Sterbe nicht darauf, auf den vermeintlich „perfekten besten Einstiegspreis“ zu warten, den du dir nur ausmalst—in den allermeisten Fällen wartest du einfach vergeblich.$BLESS
In der Umgebung gibt es so viele Freunde, die handeln, und bei ihnen tritt dieses Problem ständig auf: Sobald das Wertpapier bei 100 fällt, halten sie stur ihre Stücke fest und wollen unbedingt erst bei 80 einsteigen. Wenn es dann wirklich auf 80 fällt, geraten sie in Panik—sie haben Angst, dass es direkt die Unterstützung bricht und bis auf 50 durchrutscht. Die Hand schwebt ewig über der „Order“-Taste, und sie drücken einfach nicht. Gerade als der Markt beginnt zu steigen, der Kurs 120 berührt, klatschen sie sich einen Moment später selbst auf den Kopf und denken: „Jetzt kaufen ist zu teuer, es wird bestimmt noch einen Rücksetzer geben.“ Am Ende sehen sie zu, wie der Kurs Schritt für Schritt nach oben läuft, und zurück bleibt nur ein Satz: „Hätte ich damals nur beherzt zugebissen und gekauft.“$SNDK
Das Zermürbendste im Trading ist nie, dass du keine Chancen findest—sondern dass eine Chance wirklich vor dir liegt, und du dann nicht den Mut hast, die Bestätigungstaste zu drücken. Ich kannte mal einen alten Spieler, der seit drei Jahren aktiv war. Letztes Jahr hat er fast anderthalb Monate lang auf ein Branchenprojekt gestarrt: Der Preis fiel von 5 auf 3. Er war überzeugt: „Das wird ganz sicher bis auf 2 fallen. Die Munition muss ich bis zum letzten Moment aufheben.“ Ergebnis: Das Tief wurde gerade mal bei 2,8 berührt, dann drehte es nach oben, und der Anstieg ging ohne Rücksetzer bis auf 15. Er war die ganze Zeit raus—und hat nicht mal einen einzigen Happen Gewinn mitgenommen.

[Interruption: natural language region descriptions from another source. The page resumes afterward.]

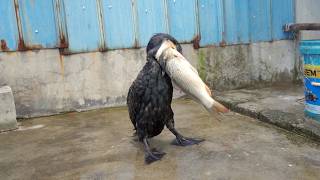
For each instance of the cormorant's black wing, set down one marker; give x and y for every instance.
(142, 89)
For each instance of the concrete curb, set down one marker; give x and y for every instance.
(254, 104)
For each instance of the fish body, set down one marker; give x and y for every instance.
(184, 75)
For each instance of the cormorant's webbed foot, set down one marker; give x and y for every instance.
(151, 155)
(183, 141)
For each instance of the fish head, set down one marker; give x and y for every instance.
(168, 50)
(156, 41)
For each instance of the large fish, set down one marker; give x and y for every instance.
(186, 77)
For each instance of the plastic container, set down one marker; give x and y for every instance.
(310, 50)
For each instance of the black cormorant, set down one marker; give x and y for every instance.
(149, 101)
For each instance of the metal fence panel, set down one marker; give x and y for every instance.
(211, 22)
(182, 18)
(8, 27)
(118, 23)
(37, 24)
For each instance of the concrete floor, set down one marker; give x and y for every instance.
(98, 145)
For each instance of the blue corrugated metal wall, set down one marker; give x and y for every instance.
(98, 25)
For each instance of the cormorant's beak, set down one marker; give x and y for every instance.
(166, 44)
(163, 55)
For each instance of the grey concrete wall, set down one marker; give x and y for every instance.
(8, 119)
(307, 11)
(45, 83)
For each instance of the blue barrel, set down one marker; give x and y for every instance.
(310, 49)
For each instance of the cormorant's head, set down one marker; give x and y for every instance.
(156, 41)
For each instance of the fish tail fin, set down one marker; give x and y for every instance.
(208, 90)
(216, 106)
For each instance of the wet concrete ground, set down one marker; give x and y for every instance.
(98, 145)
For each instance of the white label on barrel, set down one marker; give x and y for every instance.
(312, 108)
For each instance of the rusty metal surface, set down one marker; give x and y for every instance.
(83, 26)
(301, 26)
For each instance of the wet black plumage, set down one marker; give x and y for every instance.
(149, 100)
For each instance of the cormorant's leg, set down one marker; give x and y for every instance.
(151, 155)
(181, 140)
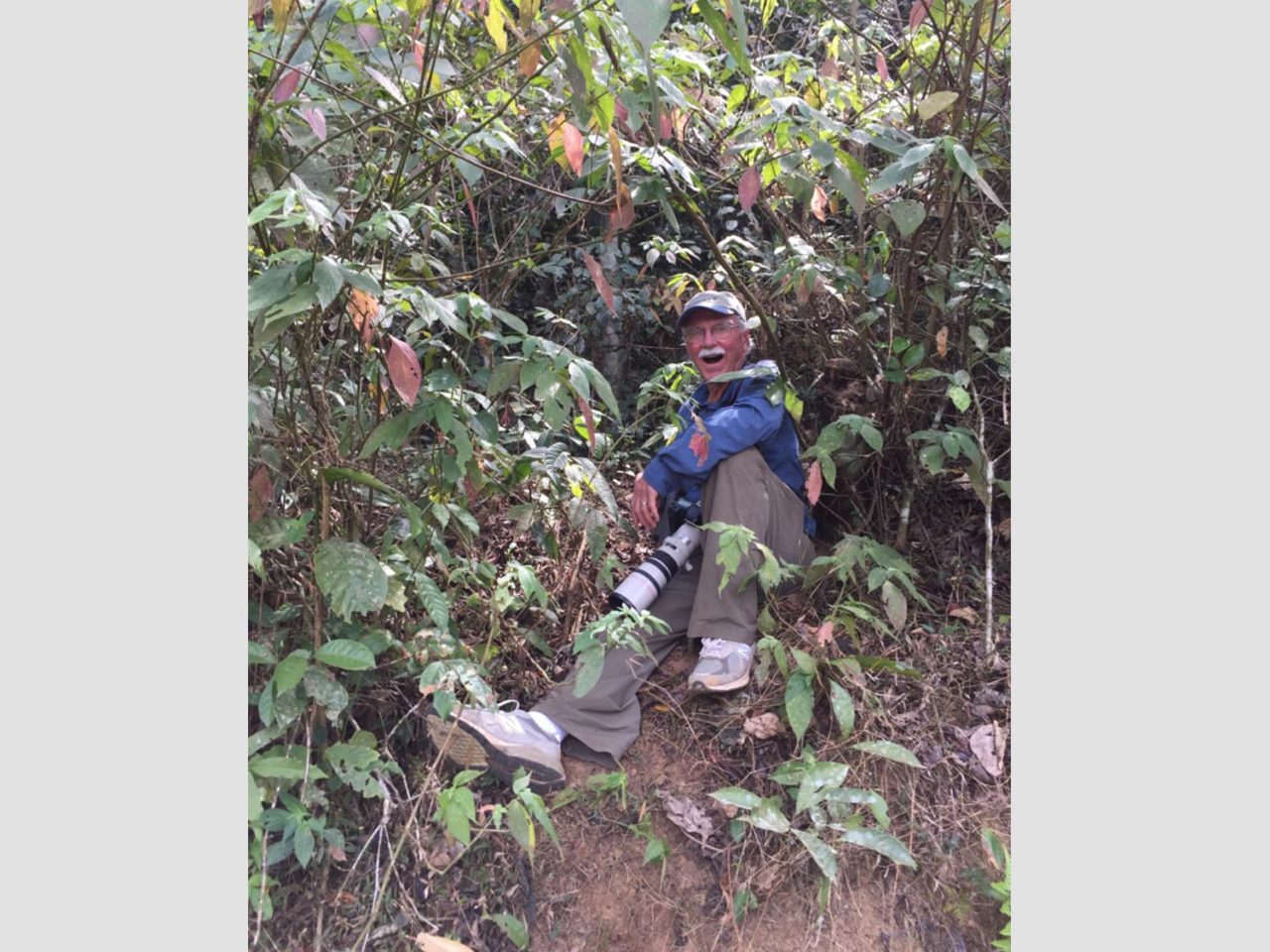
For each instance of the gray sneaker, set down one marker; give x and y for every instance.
(498, 742)
(724, 665)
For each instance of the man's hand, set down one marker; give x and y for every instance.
(644, 504)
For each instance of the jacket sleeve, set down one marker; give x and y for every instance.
(729, 430)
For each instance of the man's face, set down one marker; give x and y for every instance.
(716, 343)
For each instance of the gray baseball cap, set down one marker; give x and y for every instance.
(716, 301)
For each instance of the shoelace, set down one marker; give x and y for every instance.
(721, 648)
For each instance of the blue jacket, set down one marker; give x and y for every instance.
(742, 417)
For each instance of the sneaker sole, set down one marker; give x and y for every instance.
(467, 748)
(697, 687)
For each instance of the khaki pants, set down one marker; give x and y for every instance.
(740, 490)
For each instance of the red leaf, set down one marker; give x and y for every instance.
(286, 86)
(818, 200)
(919, 13)
(751, 184)
(572, 148)
(597, 275)
(261, 494)
(815, 483)
(404, 370)
(588, 416)
(317, 122)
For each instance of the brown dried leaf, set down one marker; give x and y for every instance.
(261, 494)
(749, 186)
(597, 276)
(404, 370)
(688, 815)
(983, 746)
(820, 199)
(766, 725)
(815, 483)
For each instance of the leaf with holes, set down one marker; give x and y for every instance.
(883, 843)
(597, 276)
(404, 370)
(843, 707)
(821, 852)
(907, 214)
(798, 703)
(890, 751)
(572, 148)
(751, 184)
(350, 578)
(347, 654)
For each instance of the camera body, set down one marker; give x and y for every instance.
(642, 587)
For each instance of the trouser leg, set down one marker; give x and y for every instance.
(744, 492)
(606, 720)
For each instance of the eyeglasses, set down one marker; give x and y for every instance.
(721, 330)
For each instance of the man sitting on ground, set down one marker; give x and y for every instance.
(742, 470)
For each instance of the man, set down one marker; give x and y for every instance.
(740, 463)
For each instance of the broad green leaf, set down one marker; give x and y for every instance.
(290, 670)
(350, 576)
(798, 703)
(935, 103)
(513, 927)
(645, 19)
(767, 816)
(521, 826)
(816, 779)
(432, 599)
(821, 852)
(735, 796)
(347, 654)
(890, 751)
(883, 843)
(907, 214)
(843, 707)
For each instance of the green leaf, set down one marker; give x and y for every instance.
(350, 576)
(960, 399)
(290, 670)
(521, 826)
(513, 927)
(767, 816)
(645, 19)
(347, 654)
(821, 852)
(843, 707)
(883, 843)
(890, 751)
(798, 703)
(935, 103)
(432, 599)
(735, 796)
(907, 214)
(816, 779)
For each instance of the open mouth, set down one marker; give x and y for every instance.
(711, 357)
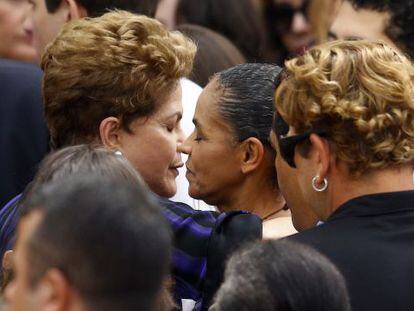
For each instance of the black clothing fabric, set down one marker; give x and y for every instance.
(371, 241)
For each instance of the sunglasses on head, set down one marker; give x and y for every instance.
(287, 144)
(282, 14)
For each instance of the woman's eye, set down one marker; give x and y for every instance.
(170, 128)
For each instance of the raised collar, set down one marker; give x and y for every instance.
(375, 204)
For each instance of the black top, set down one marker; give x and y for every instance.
(371, 240)
(23, 133)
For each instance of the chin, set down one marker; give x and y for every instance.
(167, 192)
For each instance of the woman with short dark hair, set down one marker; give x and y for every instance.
(230, 160)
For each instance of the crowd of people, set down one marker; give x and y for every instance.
(223, 155)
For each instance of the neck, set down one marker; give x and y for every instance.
(256, 196)
(376, 181)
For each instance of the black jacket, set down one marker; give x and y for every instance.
(23, 133)
(371, 240)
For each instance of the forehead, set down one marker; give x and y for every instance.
(293, 3)
(361, 23)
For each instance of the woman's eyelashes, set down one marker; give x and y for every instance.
(198, 136)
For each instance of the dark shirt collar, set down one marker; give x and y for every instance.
(375, 204)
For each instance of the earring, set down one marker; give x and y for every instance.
(315, 186)
(413, 176)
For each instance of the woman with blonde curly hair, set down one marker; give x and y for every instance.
(345, 122)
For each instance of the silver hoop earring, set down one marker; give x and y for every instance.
(315, 187)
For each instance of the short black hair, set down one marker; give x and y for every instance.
(108, 238)
(248, 99)
(97, 8)
(247, 102)
(400, 28)
(281, 275)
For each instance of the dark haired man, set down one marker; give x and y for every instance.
(116, 258)
(389, 21)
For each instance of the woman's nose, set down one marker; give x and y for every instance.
(185, 146)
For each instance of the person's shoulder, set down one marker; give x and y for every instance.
(278, 228)
(317, 234)
(231, 223)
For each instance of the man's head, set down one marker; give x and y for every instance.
(89, 243)
(50, 15)
(389, 21)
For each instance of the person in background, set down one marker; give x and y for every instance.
(16, 31)
(48, 16)
(230, 160)
(288, 26)
(281, 275)
(344, 122)
(118, 263)
(238, 20)
(215, 53)
(23, 132)
(389, 21)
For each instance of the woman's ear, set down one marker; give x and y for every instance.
(109, 132)
(55, 290)
(322, 154)
(252, 153)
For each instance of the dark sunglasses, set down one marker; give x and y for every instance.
(287, 144)
(282, 14)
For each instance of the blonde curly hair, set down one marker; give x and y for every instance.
(361, 93)
(119, 64)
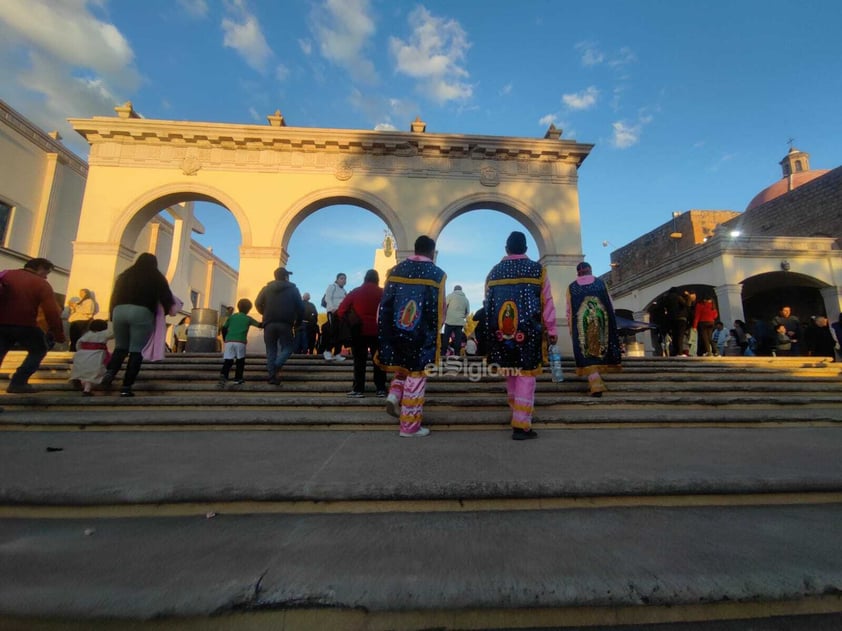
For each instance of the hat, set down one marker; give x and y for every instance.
(583, 268)
(516, 243)
(281, 272)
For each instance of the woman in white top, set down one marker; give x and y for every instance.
(81, 315)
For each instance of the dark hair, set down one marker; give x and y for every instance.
(36, 264)
(98, 325)
(425, 246)
(516, 243)
(146, 262)
(244, 305)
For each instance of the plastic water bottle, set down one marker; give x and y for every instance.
(555, 363)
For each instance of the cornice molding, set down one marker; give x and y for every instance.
(191, 147)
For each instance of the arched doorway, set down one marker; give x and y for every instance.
(272, 177)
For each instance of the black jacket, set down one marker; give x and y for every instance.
(280, 301)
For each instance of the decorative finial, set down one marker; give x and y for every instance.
(553, 133)
(126, 110)
(388, 243)
(276, 119)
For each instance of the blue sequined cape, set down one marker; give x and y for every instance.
(593, 328)
(514, 308)
(410, 317)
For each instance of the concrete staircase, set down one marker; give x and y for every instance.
(701, 493)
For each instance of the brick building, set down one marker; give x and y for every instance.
(785, 248)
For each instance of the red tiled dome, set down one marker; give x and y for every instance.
(782, 186)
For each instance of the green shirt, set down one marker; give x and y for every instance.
(238, 327)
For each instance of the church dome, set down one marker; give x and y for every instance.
(796, 172)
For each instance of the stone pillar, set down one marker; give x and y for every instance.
(832, 297)
(257, 267)
(730, 299)
(178, 270)
(561, 271)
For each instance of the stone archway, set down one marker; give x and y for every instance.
(272, 176)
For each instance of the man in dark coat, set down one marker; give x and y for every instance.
(281, 306)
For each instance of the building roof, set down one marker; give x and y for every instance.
(785, 185)
(812, 209)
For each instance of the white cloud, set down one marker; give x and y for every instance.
(343, 29)
(306, 46)
(434, 55)
(194, 8)
(623, 58)
(625, 135)
(591, 55)
(67, 63)
(583, 100)
(242, 32)
(69, 34)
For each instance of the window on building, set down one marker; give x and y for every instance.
(5, 222)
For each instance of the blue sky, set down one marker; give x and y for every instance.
(688, 104)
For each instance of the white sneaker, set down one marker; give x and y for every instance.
(393, 406)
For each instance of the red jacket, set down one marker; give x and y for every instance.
(365, 300)
(705, 312)
(22, 294)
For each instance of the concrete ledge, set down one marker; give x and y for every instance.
(112, 468)
(145, 569)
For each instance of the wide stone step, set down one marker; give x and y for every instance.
(172, 467)
(440, 417)
(465, 570)
(696, 492)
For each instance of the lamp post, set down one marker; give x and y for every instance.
(675, 235)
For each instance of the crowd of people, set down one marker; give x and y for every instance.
(403, 328)
(689, 326)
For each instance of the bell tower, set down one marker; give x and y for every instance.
(795, 161)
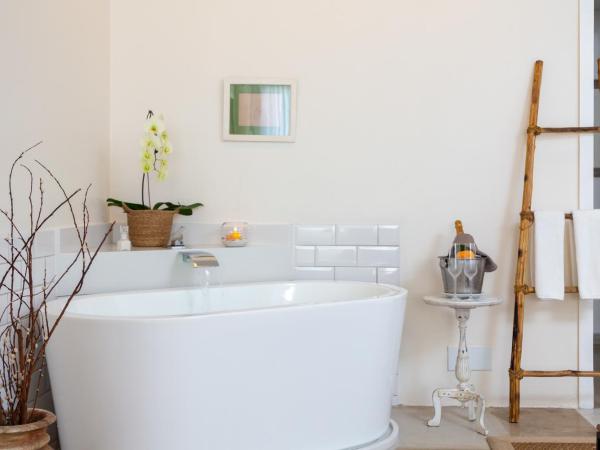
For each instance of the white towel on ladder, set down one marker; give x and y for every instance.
(586, 228)
(549, 252)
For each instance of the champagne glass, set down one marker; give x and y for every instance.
(470, 270)
(455, 266)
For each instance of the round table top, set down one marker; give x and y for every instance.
(457, 303)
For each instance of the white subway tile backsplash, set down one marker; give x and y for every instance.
(336, 256)
(356, 274)
(314, 273)
(305, 255)
(388, 275)
(388, 235)
(379, 256)
(356, 234)
(315, 234)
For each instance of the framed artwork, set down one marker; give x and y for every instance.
(259, 110)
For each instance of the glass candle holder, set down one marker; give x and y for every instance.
(234, 234)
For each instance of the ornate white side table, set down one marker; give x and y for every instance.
(464, 392)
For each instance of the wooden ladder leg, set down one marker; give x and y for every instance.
(515, 360)
(516, 373)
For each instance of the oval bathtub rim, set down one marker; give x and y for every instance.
(393, 293)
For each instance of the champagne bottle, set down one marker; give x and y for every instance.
(466, 242)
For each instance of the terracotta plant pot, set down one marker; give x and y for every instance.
(31, 436)
(149, 228)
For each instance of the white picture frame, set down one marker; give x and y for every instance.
(259, 109)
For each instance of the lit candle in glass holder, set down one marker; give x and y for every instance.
(234, 234)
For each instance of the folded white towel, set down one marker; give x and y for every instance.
(586, 227)
(549, 251)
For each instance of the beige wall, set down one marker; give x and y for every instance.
(409, 112)
(54, 87)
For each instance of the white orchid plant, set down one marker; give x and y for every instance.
(156, 147)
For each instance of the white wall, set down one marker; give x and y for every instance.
(54, 87)
(409, 112)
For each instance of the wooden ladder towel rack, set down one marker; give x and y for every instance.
(516, 372)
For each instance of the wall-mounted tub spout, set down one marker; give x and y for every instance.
(200, 259)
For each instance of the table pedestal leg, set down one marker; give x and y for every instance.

Später hat er sich bei mir beschwert: „Ich habe doch die Richtung richtig gesehen—warum halte ich es nie durch, warum stehe ich immer wieder am falschen Zeitpunkt daneben?“ Die Antwort ist ganz einfach: Du hast nicht kein Urteilsvermögen, sondern bist zu sehr an die Fixierung verhaftet, genau am absoluten Tiefpunkt des Marktes zu kaufen. Der Markt gibt dir niemals frühzeitig Schilder mit der Aufschrift „tiefster Punkt“ oder „höchster Punkt“. Reife Trader essen nie von Rate-Wissen über Tiefs und Tops, sondern bauen auf berechenbare Wahrscheinlichkeiten.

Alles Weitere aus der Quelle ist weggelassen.